• The public health infrastructure is weak and, in many locales, hard-pressed to meet current demands, much less those of the future.

  • The United States trails many other countries in achieving desired health outcomes and longevity, despite having the world’s highest level of per capita health care spending.

Unfortunately, HHS is not a high-performance organization, oriented to change and steady improvement. Over the years, change at HHS has been driven by the piecemeal accretion of programs legislatively mandated by various congressional committees, frequently without commensurate resources or regard for the department’s capacity to manage them. One result is a department that is not optimally designed to meet the nation’s current and future health challenges.

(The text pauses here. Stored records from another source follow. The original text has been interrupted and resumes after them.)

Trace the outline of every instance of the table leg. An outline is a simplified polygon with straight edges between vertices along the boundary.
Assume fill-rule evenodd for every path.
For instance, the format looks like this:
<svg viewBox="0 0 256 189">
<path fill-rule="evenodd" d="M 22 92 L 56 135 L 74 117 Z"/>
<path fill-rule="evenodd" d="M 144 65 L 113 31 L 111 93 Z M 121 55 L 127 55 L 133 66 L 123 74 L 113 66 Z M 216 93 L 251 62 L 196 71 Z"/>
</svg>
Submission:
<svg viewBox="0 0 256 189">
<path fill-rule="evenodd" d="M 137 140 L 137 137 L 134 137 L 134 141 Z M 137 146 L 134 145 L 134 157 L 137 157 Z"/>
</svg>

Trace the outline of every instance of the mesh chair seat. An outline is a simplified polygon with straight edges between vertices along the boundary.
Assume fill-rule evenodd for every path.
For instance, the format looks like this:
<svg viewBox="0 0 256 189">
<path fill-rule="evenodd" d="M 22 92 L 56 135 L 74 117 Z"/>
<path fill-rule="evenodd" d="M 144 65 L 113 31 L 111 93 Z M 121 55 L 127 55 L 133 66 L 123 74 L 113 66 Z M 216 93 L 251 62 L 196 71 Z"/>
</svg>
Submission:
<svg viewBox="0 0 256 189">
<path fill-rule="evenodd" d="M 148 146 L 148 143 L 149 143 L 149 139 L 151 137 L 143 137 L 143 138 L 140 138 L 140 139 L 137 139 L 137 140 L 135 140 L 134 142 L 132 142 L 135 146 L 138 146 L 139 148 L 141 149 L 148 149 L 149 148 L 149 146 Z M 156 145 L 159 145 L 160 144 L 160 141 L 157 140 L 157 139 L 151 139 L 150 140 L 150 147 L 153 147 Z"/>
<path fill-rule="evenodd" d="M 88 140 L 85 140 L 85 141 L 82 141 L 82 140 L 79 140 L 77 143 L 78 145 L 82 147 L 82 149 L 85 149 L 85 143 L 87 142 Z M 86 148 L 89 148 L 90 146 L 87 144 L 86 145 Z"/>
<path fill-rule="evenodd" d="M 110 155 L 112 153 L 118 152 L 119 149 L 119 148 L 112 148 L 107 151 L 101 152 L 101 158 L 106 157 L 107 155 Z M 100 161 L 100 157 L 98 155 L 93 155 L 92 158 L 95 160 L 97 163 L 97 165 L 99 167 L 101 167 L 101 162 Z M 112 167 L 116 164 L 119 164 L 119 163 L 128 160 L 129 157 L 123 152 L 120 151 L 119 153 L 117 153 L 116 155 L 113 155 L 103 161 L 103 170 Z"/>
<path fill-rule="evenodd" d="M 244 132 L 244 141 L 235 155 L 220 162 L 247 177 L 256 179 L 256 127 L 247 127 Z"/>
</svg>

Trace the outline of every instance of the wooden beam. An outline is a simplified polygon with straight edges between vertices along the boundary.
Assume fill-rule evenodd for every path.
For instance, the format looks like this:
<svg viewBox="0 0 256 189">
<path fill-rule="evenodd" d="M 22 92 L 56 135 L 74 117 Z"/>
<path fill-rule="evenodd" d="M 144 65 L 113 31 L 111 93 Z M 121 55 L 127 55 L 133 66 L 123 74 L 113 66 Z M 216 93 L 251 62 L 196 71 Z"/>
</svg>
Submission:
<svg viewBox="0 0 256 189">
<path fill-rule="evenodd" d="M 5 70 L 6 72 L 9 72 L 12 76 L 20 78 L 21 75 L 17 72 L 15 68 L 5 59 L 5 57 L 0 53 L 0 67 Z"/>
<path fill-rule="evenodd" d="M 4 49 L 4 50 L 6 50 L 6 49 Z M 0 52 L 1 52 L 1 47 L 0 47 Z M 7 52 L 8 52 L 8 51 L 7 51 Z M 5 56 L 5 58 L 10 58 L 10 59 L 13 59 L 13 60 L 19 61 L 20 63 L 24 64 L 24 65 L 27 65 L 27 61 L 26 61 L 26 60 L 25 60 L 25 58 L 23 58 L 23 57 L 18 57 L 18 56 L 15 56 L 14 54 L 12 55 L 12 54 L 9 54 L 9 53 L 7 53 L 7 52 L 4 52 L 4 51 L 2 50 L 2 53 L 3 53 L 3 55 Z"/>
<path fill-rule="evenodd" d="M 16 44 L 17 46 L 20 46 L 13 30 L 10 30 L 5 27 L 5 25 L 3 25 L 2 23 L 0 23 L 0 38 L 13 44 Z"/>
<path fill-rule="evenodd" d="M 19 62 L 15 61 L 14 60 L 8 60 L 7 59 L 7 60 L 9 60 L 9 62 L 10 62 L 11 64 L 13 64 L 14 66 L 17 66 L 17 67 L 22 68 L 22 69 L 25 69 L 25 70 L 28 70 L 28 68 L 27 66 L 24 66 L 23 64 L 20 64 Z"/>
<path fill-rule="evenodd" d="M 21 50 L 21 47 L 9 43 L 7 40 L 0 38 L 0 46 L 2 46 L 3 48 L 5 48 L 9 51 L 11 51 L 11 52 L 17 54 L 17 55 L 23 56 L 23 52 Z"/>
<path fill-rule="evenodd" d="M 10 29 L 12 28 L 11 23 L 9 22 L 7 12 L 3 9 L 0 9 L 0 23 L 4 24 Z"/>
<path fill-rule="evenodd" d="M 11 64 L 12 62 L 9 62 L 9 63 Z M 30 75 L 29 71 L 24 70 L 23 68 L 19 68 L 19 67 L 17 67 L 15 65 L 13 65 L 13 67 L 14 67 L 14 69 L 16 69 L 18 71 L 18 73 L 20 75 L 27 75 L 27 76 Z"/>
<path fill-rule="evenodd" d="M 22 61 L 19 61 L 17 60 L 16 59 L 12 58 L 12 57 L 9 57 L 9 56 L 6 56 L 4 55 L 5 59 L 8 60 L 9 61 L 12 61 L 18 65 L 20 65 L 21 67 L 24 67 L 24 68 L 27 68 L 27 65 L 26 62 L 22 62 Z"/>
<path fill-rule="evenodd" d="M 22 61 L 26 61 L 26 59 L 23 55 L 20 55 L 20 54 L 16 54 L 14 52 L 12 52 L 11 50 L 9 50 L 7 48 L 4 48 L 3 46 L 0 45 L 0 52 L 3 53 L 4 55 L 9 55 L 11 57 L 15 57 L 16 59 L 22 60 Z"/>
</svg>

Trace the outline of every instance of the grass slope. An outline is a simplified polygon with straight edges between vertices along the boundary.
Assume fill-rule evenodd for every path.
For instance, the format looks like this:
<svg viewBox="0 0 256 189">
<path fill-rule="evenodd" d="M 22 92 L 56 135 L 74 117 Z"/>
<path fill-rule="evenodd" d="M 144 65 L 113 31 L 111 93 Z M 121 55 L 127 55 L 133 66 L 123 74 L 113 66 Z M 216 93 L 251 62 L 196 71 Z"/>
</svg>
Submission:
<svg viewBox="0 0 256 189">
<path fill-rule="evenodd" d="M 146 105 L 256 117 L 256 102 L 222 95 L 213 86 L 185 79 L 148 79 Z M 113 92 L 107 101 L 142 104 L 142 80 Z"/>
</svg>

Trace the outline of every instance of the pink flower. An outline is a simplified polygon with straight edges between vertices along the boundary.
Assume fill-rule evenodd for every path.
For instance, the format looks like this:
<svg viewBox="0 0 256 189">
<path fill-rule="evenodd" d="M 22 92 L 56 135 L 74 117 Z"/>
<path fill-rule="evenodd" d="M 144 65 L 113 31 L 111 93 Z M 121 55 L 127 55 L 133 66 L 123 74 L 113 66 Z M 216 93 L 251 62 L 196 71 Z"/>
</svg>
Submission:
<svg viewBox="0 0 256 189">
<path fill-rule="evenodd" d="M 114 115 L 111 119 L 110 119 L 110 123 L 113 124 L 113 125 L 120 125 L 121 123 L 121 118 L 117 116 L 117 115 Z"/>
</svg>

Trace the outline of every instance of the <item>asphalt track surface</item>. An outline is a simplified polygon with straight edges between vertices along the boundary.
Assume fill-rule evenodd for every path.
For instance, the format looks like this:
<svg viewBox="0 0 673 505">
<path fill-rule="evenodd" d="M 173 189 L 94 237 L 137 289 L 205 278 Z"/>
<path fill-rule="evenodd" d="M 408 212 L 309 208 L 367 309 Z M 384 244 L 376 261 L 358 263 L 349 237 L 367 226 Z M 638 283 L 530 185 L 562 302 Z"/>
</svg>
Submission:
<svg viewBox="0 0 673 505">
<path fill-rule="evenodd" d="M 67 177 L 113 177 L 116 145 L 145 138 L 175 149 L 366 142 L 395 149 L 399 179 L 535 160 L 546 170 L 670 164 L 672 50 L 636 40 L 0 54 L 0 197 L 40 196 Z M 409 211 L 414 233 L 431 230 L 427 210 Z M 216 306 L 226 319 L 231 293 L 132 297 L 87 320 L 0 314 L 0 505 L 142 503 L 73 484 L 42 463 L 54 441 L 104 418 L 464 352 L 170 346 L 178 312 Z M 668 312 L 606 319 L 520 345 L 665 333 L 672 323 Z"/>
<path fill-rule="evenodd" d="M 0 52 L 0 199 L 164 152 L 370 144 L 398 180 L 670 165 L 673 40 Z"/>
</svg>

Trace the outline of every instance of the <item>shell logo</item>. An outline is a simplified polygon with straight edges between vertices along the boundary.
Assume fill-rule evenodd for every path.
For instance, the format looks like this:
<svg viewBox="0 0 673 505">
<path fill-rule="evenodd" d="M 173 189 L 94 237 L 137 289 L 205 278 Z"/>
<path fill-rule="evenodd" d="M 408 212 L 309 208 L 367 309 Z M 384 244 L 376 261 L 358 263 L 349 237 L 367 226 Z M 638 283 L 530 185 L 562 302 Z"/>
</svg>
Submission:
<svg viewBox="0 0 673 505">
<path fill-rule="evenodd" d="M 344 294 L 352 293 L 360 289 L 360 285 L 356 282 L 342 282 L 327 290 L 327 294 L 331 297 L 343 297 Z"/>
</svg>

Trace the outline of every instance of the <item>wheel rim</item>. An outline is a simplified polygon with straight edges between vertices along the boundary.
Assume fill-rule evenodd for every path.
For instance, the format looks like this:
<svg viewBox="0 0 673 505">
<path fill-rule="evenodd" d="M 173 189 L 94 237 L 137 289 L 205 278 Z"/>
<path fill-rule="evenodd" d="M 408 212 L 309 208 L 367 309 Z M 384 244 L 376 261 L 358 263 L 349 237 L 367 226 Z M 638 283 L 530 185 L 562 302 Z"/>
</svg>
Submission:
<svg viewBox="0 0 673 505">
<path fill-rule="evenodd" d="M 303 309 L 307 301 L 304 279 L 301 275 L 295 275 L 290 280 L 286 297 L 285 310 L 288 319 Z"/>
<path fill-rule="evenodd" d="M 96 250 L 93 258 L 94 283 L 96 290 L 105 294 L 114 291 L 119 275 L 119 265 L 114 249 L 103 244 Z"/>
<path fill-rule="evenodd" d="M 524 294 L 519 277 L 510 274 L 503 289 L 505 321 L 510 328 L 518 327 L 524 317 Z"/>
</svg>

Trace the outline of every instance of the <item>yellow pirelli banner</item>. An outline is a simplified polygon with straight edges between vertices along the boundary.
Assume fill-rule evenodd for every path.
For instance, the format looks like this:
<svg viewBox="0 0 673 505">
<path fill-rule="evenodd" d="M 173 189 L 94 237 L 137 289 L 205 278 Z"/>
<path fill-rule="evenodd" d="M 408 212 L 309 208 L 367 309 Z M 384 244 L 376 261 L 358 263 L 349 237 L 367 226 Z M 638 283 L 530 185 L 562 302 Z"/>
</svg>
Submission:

The department’s current structure, operations, and culture must be viewed against the backdrop of today’s environment and the needs of the future. It is in this context that Representatives Henry A. Waxman and Tom Davis, the chair and ranking minority member, respectively, of the U.S. House of Representatives Committee on Oversight and Government Reform in the 110th Congress, asked the Institute of Medicine (IOM) to assess whether HHS is “ideally organized” to meet the enduring and emerging health challenges facing our nation. Box S-1 describes the statement of task with which the committee was charged.


Statement of Task

To respond to Representatives Waxman’s and Davis’s request for a study of the organizational challenges facing HHS and a set of recommendations to address them, the IOM framed the following statement of task for the Committee on Improving the Organization of the U.S. Department of Health and Human Services (HHS) to Advance the Health of Our Population:

  • What are the unifying elements of the mission of the department? What are the missions of its constituent agencies, and how do their activities relate to the public health, health care quality, and health care cost challenges facing the United States?